オランダは食肉が安い。この安さと動物虐待は関係しているのだろうか? この会社による虐待は特別なケースなのだろうか? 

素性を隠しこの食肉処理場で働き、動画を撮影した動物保護団体「豚の危機(Varkens in Nood)」によれば、このような虐待は近年稀であるという。オランダ食品消費者製品安全庁(NIWA)や別の動物保護団体アイズ・オン・アニマルズによれば、今回ほどひどい虐待の例は明るみに出ていないが、より頻繁に発生する可能性は排除していない。屠殺会社は閉鎖的な企業文化を持つため、政府が実情を把握できない場合もある。
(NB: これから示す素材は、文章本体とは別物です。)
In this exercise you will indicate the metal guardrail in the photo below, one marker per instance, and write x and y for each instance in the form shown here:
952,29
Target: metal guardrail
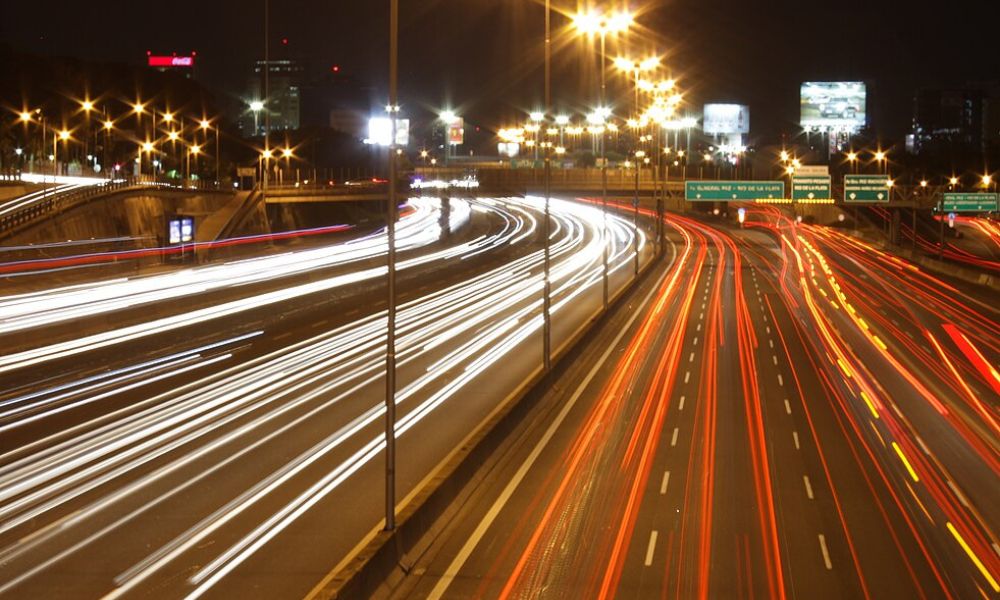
60,202
56,203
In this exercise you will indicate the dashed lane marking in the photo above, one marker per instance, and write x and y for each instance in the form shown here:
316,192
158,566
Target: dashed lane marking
651,548
826,553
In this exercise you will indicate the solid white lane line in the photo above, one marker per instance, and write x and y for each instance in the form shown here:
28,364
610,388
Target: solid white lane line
826,553
463,555
651,548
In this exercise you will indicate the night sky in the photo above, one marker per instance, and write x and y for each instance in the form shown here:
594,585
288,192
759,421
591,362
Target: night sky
484,56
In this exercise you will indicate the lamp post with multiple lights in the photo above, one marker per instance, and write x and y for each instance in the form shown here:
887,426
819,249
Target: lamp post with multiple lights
594,23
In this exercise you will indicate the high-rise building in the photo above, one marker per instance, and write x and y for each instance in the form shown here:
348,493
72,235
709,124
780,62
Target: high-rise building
281,109
957,120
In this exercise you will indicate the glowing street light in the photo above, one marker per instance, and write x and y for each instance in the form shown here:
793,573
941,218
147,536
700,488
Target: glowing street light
448,117
598,23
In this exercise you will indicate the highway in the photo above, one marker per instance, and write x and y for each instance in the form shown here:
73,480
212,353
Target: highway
216,431
781,412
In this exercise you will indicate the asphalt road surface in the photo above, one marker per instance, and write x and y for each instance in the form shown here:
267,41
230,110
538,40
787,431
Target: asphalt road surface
224,438
782,411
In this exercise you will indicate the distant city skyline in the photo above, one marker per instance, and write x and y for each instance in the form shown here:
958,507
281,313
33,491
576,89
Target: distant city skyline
721,50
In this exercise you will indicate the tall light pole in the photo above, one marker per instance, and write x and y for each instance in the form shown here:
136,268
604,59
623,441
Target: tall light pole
590,24
390,351
640,155
546,230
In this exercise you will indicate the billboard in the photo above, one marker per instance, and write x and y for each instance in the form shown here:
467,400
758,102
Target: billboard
834,105
726,119
180,230
170,61
380,131
456,131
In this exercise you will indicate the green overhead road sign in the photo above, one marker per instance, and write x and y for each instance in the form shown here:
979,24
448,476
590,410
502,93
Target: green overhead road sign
959,202
811,187
866,188
725,191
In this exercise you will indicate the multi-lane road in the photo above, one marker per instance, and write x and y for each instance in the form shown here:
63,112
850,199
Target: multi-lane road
782,411
217,430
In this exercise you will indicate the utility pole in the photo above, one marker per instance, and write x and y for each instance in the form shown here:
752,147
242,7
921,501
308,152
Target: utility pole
390,354
546,230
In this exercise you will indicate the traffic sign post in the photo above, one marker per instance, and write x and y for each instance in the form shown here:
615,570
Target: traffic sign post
727,191
811,187
966,202
866,188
大臣は「虐待は容認されず、この食肉処理場または他の食肉処理場で虐待が再び発見された場合、NVWAは再び確固たる行動を取ることを躊躇しない」と議会に通知した。覆面で現場で撮影した動物保護団体のメンバーは、面接時に「1分の作業の遅れが100ユーロのコスト増となる。」と言われたという。改善するには、食肉処理場の速度を落とさねばならないことは確かだ。そしてこれを実施すれば、最低でも2%価格が上昇する。これは消費者が払わねばならないコストである。食肉処理場の監督を担当しているNVWAは、監視カメラを増設したり、スタッフのトレーニングを行うことが必要だとしている。

コンサルタント会社のデロイトは11月の調査で、NVWAの人員が不足しているため、タスクの3分の2が不足していると結論付けている。デロイトによると、動物福祉の分野における最大の問題は、食肉処理場の監督にあるという。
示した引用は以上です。